Information and communication technology event

The World Congress On Information Technology (WCIT) 2019 is an information and communications technology (ICT) event which took place from October 6 to 9, 2019 in Yerevan, Armenia. The 23rd World Congress on IT featured discussions related to the evolution of the Digital Age.

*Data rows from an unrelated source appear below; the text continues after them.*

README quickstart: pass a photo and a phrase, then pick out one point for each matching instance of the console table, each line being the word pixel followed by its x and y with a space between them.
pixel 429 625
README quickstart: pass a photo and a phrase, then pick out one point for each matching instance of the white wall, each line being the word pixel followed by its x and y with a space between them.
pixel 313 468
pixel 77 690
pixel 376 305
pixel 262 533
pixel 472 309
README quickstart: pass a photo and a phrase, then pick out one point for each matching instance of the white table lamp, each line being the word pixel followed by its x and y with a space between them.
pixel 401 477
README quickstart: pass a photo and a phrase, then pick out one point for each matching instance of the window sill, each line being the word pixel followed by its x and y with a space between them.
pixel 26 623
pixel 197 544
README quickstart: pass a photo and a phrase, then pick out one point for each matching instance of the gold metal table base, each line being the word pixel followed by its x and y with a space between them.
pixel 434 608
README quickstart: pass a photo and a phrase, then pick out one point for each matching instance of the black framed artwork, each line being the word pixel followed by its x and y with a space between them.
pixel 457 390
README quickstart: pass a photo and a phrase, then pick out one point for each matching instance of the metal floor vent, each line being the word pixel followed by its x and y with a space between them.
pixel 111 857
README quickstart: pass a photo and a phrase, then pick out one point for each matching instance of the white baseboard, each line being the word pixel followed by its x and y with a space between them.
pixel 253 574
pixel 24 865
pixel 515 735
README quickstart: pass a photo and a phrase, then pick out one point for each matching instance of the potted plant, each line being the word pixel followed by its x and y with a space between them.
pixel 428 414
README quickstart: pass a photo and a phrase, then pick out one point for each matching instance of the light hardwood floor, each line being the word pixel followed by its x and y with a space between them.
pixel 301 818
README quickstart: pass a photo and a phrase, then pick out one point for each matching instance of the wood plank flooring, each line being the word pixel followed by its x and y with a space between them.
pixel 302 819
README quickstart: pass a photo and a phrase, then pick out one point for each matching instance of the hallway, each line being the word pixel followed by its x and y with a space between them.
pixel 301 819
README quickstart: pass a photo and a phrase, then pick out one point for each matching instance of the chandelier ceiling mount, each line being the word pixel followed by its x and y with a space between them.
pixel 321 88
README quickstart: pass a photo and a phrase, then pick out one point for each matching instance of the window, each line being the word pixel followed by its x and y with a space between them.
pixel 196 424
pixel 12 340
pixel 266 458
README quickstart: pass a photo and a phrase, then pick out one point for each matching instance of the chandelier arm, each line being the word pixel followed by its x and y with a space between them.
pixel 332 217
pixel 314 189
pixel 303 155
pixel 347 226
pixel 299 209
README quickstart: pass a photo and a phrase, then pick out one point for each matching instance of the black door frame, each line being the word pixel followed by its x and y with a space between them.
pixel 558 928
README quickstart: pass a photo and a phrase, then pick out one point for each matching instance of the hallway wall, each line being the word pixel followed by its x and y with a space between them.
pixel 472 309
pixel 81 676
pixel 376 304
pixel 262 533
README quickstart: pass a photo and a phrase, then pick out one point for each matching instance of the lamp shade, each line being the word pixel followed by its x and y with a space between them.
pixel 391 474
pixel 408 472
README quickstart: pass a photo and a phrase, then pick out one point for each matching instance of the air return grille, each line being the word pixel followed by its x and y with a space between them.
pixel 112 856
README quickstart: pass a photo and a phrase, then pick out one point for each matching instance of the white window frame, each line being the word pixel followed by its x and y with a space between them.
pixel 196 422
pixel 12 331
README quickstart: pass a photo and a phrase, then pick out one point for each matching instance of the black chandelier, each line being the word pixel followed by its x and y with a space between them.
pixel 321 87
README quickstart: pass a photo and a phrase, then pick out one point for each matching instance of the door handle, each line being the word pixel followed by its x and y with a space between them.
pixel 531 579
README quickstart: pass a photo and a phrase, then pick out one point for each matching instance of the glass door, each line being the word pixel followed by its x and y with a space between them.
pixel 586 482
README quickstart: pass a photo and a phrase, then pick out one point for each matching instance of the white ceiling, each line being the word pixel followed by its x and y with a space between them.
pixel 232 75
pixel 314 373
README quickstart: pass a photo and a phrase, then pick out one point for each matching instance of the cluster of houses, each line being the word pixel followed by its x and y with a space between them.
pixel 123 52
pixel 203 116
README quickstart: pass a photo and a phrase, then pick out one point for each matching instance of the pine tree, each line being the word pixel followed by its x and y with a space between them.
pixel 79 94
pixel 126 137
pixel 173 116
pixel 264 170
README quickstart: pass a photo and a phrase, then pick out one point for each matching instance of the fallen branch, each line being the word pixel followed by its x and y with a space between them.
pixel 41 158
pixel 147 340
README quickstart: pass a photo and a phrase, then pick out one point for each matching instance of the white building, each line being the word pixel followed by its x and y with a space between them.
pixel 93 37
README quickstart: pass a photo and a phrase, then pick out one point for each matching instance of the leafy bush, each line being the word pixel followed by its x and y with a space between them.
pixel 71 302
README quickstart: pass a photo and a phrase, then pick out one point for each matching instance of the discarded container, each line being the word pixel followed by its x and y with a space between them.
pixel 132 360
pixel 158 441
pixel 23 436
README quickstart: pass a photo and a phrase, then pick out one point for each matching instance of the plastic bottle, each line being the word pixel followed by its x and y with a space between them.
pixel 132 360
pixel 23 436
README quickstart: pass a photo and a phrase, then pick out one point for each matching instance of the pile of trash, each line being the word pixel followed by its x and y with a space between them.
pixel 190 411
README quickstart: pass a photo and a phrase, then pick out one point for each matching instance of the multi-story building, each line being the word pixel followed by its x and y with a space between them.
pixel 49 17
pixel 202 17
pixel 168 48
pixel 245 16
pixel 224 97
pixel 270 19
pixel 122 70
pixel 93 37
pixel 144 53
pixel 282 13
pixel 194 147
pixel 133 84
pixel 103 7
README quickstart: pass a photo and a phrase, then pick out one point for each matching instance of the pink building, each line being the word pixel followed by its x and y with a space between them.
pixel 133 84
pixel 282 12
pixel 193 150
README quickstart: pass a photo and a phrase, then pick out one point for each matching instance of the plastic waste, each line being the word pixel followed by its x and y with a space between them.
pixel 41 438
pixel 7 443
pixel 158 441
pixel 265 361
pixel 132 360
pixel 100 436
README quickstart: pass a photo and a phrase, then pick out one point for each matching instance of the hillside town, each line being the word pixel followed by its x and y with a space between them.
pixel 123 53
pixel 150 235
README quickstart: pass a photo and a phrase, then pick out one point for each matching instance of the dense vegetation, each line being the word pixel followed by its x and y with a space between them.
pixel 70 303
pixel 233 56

It included sessions on topics ranging from artificial intelligence, virtual reality, smart cities to cybersecurity, climate change, and more.

The 2019 World Congress had over 2000 delegates from 70 countries, with over 31 sponsoring organizations.

== Overview ==

The Congress has been organized since 1978 by the World Information Technology and Services Alliance (WITSA) and takes place every two years in different countries - since 2017 annually.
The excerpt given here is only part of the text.